想到這裡,白無聞有些後怕的拍了拍胸口,而後繃著一張臉點點頭,“你說的對。”
季沈:“……”
他一時竟不知該說這孩子是傻還是聰明,在作死的邊緣反覆橫跳後又蹦了回來。
就在此時,三名侍女走進門來,婷婷嫋嫋的,煞是好看。
白無聞身體僵了一僵,也不知道剛剛說的話有沒有被這些侍女們聽到……
其中兩名侍女走上前來,手中拿著一條黑綾,恭敬道:“得罪了。”
白無聞還沒反應過來就被點住了穴道,感受到黑綾覆眼不由得一驚,沒想到魔宮中看似普通的侍女都這麽厲害。
待侍女將二人的眼睛蒙好之後才將他二人的穴道解開,白無聞下意識地想要扯掉覆眼的黑綾,卻沒想到摸了一個空,眼上什麽都沒有,卻偏偏什麽也看不到。
領頭的那名侍女不卑不亢地道:“客人不必驚慌,等到了地方,身上的術法自然會解開。”
白無聞遲疑道:“你們要帶我們去哪兒?”
那領頭侍女卻不再答話,另兩名侍女攙扶著二人,柔柔道:“客人,請隨我來。”
白無聞隻覺腿腳瞬間不聽自己使喚,自動地向前走去。
就這樣提心吊膽的走了不知多久,白無聞身體僵硬,都已經在腦海中預演了自己的第二十種死法的時候,不聽話的腳才停了下來,覆眼的黑綾自動脫落。
這是一處花園,開滿了不知名的花兒,隨著溫和的夜風搖曳著身姿。
“這是哪兒?魔界不會是想趁夜黑風高把我們做掉吧?說不定這些花草暗含劇毒,碰一下就會把人毒死,到時候魔界只需將罪責推脫到你我二人亂跑不慎被花草毒死就行了。”
白無聞抽出風回流雪扇,警惕的看著周圍的花花草草,預演了自己的第二十一種死法。
季沈:“……”
這是他魔宮的後花園,裡面的花花草草都健康無害的很。
“花草皆無毒,二位大可放心。
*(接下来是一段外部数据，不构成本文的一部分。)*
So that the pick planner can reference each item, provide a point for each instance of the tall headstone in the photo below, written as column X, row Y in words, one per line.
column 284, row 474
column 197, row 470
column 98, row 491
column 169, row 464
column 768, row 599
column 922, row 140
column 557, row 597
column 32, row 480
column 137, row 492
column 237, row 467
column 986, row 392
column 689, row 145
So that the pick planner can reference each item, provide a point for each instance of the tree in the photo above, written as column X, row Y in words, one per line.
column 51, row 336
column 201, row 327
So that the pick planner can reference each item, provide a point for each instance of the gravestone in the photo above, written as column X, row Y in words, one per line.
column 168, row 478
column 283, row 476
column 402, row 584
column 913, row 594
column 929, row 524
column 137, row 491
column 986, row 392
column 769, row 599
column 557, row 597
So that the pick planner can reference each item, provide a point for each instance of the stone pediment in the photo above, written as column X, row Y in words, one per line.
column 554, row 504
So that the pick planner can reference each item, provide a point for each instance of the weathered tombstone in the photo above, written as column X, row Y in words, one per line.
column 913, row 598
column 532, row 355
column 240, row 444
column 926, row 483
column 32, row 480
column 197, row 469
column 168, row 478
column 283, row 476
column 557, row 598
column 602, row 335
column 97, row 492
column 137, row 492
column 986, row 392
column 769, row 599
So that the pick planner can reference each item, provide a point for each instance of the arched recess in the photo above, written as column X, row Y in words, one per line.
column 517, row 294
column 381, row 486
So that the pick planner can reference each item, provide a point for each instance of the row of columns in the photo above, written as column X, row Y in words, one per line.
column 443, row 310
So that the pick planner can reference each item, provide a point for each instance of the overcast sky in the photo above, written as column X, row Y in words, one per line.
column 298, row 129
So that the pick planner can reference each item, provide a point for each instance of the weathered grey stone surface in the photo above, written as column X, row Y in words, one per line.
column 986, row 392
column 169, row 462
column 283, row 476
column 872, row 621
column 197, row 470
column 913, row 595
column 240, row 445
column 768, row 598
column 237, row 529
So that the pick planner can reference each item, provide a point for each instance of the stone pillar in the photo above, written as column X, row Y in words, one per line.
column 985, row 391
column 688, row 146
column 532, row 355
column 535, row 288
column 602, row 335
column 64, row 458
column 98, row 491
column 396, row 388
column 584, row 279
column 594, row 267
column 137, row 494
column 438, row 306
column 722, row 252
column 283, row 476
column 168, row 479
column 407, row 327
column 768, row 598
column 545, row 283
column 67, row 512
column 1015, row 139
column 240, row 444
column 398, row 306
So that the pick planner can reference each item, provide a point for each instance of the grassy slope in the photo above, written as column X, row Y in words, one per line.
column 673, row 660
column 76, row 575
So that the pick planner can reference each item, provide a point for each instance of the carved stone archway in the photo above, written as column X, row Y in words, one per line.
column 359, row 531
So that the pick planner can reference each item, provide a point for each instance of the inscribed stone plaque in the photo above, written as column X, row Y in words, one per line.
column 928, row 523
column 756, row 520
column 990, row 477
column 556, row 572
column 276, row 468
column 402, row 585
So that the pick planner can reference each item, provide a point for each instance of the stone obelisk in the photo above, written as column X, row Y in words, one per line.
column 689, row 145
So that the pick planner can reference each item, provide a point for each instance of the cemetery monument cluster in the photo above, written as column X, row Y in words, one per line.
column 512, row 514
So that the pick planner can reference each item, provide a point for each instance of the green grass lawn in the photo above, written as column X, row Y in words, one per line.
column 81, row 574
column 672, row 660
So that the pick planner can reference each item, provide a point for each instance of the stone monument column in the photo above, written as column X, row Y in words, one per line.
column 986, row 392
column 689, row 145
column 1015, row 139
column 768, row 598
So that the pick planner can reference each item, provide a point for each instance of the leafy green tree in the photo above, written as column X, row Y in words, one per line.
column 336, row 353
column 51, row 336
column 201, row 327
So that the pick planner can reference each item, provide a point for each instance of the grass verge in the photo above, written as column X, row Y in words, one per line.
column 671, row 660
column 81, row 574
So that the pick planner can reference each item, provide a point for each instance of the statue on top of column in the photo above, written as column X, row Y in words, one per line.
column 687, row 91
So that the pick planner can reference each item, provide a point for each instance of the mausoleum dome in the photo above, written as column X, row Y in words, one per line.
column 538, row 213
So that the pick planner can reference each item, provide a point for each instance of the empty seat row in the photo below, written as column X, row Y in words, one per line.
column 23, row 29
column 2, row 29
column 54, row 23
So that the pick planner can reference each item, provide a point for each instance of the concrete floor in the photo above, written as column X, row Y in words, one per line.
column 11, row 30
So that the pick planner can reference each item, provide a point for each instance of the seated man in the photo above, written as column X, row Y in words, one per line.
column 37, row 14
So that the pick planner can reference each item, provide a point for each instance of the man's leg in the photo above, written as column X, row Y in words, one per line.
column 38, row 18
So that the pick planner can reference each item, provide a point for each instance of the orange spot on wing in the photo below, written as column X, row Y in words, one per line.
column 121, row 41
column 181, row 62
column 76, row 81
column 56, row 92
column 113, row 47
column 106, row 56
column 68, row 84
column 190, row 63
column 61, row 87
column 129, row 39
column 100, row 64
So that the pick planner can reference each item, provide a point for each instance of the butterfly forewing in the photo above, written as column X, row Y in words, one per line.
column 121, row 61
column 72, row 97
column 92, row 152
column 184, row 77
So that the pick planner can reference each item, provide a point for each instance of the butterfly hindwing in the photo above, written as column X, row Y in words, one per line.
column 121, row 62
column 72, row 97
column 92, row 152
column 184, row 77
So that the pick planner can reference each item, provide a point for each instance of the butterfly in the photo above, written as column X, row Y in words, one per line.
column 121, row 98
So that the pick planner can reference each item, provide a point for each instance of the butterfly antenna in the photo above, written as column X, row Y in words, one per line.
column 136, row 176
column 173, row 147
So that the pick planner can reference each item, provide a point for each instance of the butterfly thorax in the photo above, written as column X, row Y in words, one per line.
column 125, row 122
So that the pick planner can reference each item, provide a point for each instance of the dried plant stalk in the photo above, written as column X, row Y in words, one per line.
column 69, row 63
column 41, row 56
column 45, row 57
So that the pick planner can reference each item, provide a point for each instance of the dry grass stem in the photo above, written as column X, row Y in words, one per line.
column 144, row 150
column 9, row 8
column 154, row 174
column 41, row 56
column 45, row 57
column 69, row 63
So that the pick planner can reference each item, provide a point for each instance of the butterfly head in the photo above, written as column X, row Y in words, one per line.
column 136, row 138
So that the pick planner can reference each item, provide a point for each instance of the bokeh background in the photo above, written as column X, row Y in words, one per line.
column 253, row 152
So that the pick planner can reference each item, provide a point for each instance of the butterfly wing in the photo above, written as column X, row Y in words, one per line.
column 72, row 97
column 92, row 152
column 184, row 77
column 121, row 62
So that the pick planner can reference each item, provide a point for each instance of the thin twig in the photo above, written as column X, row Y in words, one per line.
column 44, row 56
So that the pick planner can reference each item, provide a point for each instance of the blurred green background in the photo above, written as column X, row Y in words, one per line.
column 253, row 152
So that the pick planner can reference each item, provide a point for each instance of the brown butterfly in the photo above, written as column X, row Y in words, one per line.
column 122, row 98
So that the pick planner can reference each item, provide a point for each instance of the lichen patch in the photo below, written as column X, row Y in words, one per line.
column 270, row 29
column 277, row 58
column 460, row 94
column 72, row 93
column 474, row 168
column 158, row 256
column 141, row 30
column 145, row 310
”一道聲音自不遠處響起,一位藍衣男子緩緩自黑暗中走出來。
正是藍溫。
白無聞將季沈不動聲色的擋在身後,正想要說什麽,身後的季沈卻已搶先開口,戲精瞬間附體,聲音中滿滿皆是警惕,“你是誰?將我們帶到這來意欲為何?我警告你不要打什麽歪邪念頭……”
這神態,這舉動,當真和十五六歲的憤青少年無異,任誰都不會想到這殼子裡裝著個千年老油條的魂魄。
藍溫:“……”殿下,好演技。
不著痕跡地翻了個白眼,開口道:“二位不必多慮,待到仙尊完成與魔君殿下之約,本相自然會放人……”他像是感應到什麽,忽然抬頭——
月色朦朧,星河璀璨,在月光與夜交融之處,一抹白影乘月而來,踏碎一池星河。
再一眨眼,那白衣人已立於面前,寬袍大袖,衣袂飄飄,白色的大氅上沒有一絲花紋,極致的簡單卻是極致的尊貴飄逸,他的氣質清冷出塵,氣場卻是極為強大,帶著令人膽寒的威壓。
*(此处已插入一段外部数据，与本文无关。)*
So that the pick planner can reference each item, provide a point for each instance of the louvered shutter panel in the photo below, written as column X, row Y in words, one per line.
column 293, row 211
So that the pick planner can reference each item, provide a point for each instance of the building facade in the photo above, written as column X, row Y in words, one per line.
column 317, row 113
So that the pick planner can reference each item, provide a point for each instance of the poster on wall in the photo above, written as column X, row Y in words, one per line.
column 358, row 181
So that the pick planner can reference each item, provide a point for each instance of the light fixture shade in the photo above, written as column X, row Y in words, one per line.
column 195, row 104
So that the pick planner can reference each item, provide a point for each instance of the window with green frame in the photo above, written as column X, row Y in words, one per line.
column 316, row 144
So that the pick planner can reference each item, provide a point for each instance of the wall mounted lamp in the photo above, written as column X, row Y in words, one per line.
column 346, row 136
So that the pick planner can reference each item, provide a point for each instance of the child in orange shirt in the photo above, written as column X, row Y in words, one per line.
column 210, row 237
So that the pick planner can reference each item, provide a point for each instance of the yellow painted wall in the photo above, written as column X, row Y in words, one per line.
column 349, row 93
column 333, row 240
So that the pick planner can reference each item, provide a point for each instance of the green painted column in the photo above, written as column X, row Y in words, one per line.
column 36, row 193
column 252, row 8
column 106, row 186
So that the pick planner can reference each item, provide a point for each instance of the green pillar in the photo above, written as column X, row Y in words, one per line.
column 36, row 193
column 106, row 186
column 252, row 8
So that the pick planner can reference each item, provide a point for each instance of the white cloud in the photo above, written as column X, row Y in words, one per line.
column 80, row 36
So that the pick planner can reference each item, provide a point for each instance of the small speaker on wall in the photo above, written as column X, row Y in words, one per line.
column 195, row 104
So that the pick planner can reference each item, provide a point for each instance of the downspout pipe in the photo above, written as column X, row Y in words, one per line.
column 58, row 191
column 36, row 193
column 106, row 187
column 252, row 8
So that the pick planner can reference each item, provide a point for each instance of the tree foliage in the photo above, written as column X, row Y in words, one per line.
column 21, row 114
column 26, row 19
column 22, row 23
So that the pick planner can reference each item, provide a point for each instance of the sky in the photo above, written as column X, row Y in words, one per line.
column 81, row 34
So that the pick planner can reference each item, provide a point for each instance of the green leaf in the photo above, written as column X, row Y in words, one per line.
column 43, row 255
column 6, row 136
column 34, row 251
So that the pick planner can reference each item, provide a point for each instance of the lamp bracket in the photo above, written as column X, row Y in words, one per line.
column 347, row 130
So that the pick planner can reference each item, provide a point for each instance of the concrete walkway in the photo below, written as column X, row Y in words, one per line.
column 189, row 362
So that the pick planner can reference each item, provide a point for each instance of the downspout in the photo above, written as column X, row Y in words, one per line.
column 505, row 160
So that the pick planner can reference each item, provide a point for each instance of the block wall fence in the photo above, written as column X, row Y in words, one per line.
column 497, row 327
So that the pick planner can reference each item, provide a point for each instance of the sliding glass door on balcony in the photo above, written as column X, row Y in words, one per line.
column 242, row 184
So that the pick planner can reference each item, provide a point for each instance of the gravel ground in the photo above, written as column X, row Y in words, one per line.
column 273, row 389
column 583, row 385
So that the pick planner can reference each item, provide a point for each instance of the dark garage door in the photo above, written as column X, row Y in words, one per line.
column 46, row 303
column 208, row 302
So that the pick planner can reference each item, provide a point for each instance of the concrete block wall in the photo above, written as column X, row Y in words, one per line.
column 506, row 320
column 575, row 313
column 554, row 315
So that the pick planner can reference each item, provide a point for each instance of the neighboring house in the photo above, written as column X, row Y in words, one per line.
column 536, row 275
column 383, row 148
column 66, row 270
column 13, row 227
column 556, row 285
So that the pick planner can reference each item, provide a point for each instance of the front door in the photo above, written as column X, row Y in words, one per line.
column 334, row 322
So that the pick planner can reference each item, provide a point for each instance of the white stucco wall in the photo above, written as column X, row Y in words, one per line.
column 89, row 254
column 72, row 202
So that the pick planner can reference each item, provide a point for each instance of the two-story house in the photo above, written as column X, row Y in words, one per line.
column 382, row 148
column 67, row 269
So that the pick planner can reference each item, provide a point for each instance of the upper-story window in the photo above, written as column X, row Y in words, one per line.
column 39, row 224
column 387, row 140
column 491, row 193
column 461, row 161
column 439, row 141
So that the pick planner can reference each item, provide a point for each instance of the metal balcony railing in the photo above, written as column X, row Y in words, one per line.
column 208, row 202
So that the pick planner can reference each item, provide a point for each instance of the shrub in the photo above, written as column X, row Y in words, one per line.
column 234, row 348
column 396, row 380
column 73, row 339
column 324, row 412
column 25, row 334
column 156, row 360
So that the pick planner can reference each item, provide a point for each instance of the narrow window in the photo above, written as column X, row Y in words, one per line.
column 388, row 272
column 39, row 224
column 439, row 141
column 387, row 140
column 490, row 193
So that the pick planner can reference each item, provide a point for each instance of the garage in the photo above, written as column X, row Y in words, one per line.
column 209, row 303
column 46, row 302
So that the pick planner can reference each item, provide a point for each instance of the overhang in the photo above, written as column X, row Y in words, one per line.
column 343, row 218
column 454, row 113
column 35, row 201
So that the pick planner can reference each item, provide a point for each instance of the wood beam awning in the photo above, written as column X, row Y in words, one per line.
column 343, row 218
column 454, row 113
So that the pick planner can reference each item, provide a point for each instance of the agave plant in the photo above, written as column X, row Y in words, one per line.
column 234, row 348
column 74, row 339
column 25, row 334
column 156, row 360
雖從未見過,但藍溫幾乎在一瞬間便明白,這就是那位蓮華仙尊。
白衣仙尊清冷的視線在幾人面前掃過,微微皺了皺眉,淡淡道:“他呢?為何不親自出來見本尊?”
季沈心中一跳,見那道視線掃來,忙和白無聞一起星星眼看著他,一副忠實小迷弟模樣。蓮華仙尊果然沒起疑,掃了一眼便移開了目光。
自家魔君這幅樣子簡直不忍直視,藍溫只看了一眼就想自插雙目。
不過藍溫確實是個人物,無論內心抓狂成什麽樣,面上依舊沉穩淡定,令人看不出任何破綻。
他不卑不亢地回道:“魔君殿下已閉關,閉關之前特命本相負責相關事宜,兩位小仙友已帶到,仙尊將夢溯花交予在下即可……”
蓮華仙尊不語,眸光冷了冷,周圍的氣壓似乎都跟著有些低。溫度似乎憑空降了很多,夜風忽然有些刺骨……
蓮華仙尊的目光在眾人身上劃過,所到之處無不覺得如同一盆冰水潑下,不知過了多久,藍溫隻覺自己冷汗幾近透衫之時,終於聽那尊大神淡淡道:“細心照料。”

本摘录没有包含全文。